Les scènes d'horreur sont fréquentes aussi dans les trains sanitaires. Le jeune F..., gravement malade, probablement d'une fièvre typhoïde larvaire, a voyagé pendant huit jours, du front jusqu'à Béziers. Son wagon, où les hommes mouraient sans soin, appelant leur femme et leur mère, était digne de L'Enfer de Dante. Le malheureux jeune homme en a conservé une vision d'épouvante et reçu une secousse qui aggrave sa maladie.
La mort est notre voisine de tous les jours...
Et, pour la première fois, j'ose transcrire ici ce qu'on murmure de toutes parts : la difficulté avec laquelle marchent les territoriaux, des hommes de 35 à 40 ans, mariés, pères de famille qui "regardent en arrière plutôt qu'en avant", et dont beaucoup ont dû être fusillés, les officiers mêmes ayant donné l'exemple de la débandade en beaucoup d'endroits... Pauvre peuple souverain !... Voilà pourtant la "nation armée"...

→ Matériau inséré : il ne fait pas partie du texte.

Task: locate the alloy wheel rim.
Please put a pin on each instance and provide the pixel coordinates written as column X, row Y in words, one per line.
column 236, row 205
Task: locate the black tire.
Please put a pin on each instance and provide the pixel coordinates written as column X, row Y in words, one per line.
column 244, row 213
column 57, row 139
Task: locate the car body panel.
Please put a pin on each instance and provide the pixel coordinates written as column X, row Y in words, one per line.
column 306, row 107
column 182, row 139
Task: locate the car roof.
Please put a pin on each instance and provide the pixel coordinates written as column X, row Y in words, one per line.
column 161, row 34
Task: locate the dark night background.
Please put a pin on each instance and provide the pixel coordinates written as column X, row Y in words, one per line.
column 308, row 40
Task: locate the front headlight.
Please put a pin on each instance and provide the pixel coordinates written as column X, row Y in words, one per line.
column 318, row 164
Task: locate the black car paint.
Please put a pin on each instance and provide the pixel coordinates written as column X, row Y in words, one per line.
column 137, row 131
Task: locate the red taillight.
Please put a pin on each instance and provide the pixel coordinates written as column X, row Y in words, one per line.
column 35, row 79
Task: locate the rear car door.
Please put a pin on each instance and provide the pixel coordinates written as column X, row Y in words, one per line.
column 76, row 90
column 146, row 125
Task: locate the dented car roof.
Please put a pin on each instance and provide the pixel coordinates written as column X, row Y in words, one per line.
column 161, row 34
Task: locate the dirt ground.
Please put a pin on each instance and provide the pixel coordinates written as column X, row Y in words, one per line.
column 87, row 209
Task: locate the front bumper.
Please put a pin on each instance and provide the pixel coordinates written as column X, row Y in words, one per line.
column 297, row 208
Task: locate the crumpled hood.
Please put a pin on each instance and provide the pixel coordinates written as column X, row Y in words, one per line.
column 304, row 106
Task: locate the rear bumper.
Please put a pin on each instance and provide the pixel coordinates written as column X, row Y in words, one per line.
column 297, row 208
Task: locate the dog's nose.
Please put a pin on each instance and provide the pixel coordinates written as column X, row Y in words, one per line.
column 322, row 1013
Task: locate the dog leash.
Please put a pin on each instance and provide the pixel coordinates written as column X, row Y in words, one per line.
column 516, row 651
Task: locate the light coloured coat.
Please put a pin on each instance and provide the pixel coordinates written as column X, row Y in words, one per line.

Par exemple, la Landwehr et le Landsturm marchent infiniment moins bien que nos territoriaux, nos "terribles toriaux", comme dit l'esprit populaire; là encore, la qualité du sang se fait sentir chez nous... •
** Les rapports de M. Jules Cambon et de notre attaché militaire à Berlin constituent des documents de la plus haute valeur historique. Que leur efficacité aura été faible ! C'est que, par leur nature confidentielle, ces avertissements ne pouvaient être communiqués au véritable souverain qui, en République, est le corps électoral. Les rapports de M. Jules Cambon ne pouvaient être communiqués à onze millions de personnes. Ainsi le peuple souverain était, par la force des choses, tenu dans l'ignorance de ce qui se tramait contre lui. Ce pauvre roi à onze millions de tête jouait encore avec son bulletin de vote alors que la feuille de mobilisation était la carte qu'il allait devoir retourner. •
* Octave Mirbeau (1850-1917), auteur de théâtre et critique littéraire, ami de Clemenceau.